In the renewed Benelux treaty of 2014 it was decided to modernise these options, therefore the public body was renamed and broadened to include further legal options that where made possible by the European Parliament in 2006 in the European grouping of territorial cooperation (EGTC) (van Beveren, 2015).

+ Benelux grouping of territorial cooperation (BGTC); this option had the options of the GOL but can also be joined by regional and central governments and had multiple options of administrative organisation. In contrast to the EGTC there is no need of approval of national states to found an BGTC.

All of these juridical forms of cross-border cooperation are based on the principle of voluntary cooperation, the national internal law remains untouchable and national regular supervision stays in act (Schobben, 2000, pp. 132-134).

CROSS-BORDER COOPERATION IN CRISIS SITUATION

Besides the study on regular forms of cross-border cooperation more specific in case of the COVID19 situation there are forms of cross-border cooperation possible by the assistance agreement (1988) between Belgium and The Netherlands. In this agreement the procedure is laid down to request and fulfil the assistance without barriers. Differences in law between the two countries are not taken away, nor are they to be harmonised by this agreement. Furthermore there are neighbourly help agreements between border municipalities, the first was signed between Baarle-Hertog and Baarle- Nassau in 1990 and this cooperation made a common firefighter brigade possible (Hertoghs, 1999)

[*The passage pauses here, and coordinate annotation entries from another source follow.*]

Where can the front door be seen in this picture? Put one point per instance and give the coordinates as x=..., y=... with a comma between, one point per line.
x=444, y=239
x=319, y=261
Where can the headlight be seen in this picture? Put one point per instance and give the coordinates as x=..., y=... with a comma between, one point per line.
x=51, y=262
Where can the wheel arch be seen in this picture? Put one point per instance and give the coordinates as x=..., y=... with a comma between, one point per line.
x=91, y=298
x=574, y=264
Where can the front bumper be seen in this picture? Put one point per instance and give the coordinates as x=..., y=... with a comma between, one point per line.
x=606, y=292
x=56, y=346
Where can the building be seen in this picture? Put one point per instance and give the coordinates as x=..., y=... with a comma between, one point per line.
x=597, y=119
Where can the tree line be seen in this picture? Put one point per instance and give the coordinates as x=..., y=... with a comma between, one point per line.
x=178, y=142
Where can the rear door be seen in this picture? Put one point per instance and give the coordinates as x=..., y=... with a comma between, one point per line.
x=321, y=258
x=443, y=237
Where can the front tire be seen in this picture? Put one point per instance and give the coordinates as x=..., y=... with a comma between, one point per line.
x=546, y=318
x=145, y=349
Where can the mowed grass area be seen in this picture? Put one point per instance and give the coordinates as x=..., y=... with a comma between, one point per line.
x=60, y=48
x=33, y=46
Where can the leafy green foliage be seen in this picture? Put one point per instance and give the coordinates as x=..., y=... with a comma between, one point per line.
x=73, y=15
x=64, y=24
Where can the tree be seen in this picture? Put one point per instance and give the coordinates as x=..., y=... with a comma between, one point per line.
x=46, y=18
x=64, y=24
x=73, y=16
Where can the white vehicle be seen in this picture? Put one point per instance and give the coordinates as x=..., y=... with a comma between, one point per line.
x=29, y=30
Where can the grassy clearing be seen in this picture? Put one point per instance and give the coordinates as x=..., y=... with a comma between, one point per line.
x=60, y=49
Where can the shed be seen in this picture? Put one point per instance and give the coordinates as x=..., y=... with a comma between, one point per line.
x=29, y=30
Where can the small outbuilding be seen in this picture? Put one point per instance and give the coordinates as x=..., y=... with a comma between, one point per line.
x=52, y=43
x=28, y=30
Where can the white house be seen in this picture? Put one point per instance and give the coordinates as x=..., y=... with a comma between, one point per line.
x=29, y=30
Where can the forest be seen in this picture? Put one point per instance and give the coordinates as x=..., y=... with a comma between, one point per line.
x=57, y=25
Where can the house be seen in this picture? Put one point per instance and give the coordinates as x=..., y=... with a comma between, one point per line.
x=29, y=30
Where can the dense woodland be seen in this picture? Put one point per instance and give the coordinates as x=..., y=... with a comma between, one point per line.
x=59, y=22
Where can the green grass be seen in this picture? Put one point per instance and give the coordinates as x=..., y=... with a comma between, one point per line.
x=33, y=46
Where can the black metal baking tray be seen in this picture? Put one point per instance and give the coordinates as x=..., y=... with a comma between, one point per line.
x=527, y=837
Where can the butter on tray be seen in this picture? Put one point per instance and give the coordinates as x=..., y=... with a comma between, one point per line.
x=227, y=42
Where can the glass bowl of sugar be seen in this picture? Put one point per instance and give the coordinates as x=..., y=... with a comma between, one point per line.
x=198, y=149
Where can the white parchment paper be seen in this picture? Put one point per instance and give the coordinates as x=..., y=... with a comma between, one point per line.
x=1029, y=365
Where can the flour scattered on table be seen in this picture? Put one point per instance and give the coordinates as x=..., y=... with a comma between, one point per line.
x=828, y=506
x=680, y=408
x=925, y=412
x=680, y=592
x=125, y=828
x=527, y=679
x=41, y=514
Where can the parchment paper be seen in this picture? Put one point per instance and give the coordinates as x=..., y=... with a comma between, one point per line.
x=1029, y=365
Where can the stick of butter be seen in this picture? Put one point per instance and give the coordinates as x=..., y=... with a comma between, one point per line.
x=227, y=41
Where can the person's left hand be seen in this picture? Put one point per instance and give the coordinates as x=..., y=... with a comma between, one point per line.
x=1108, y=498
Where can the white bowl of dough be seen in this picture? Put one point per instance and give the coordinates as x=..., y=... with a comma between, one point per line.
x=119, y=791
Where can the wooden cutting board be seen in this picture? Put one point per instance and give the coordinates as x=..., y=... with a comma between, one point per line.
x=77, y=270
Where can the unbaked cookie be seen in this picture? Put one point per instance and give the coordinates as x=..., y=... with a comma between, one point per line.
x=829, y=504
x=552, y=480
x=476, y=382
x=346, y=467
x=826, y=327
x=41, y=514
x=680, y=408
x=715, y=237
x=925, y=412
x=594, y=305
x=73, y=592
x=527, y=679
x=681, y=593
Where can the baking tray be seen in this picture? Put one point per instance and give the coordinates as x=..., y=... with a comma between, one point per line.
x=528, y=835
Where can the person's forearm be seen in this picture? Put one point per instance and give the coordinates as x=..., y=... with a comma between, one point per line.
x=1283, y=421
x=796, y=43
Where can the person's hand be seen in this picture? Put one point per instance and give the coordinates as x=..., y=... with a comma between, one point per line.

As in normal cross-border cooperation also institutional differences play a part in cooperation in crisis situations, where The Netherlands has a very decentral competence distribution and Belgium a more centralised (Hertoghs, 1999). Multiple studies have showed that cooperation in cross-border crisis situations is not yet optimal and that in some cases there is even al lack on cross-border cooperation and coordination (Leeftink, 2003; Van Ettinger e.a., 2008 in Hooijer, 2010)

FINANCIAL FACILITATION

Beside the legal options for cross-border cooperation also external financial support is an important incentive and facilitator. Inside the European Union for all internal borders there is financial support out of the INTERREG program. This program support European integration in the borderlands.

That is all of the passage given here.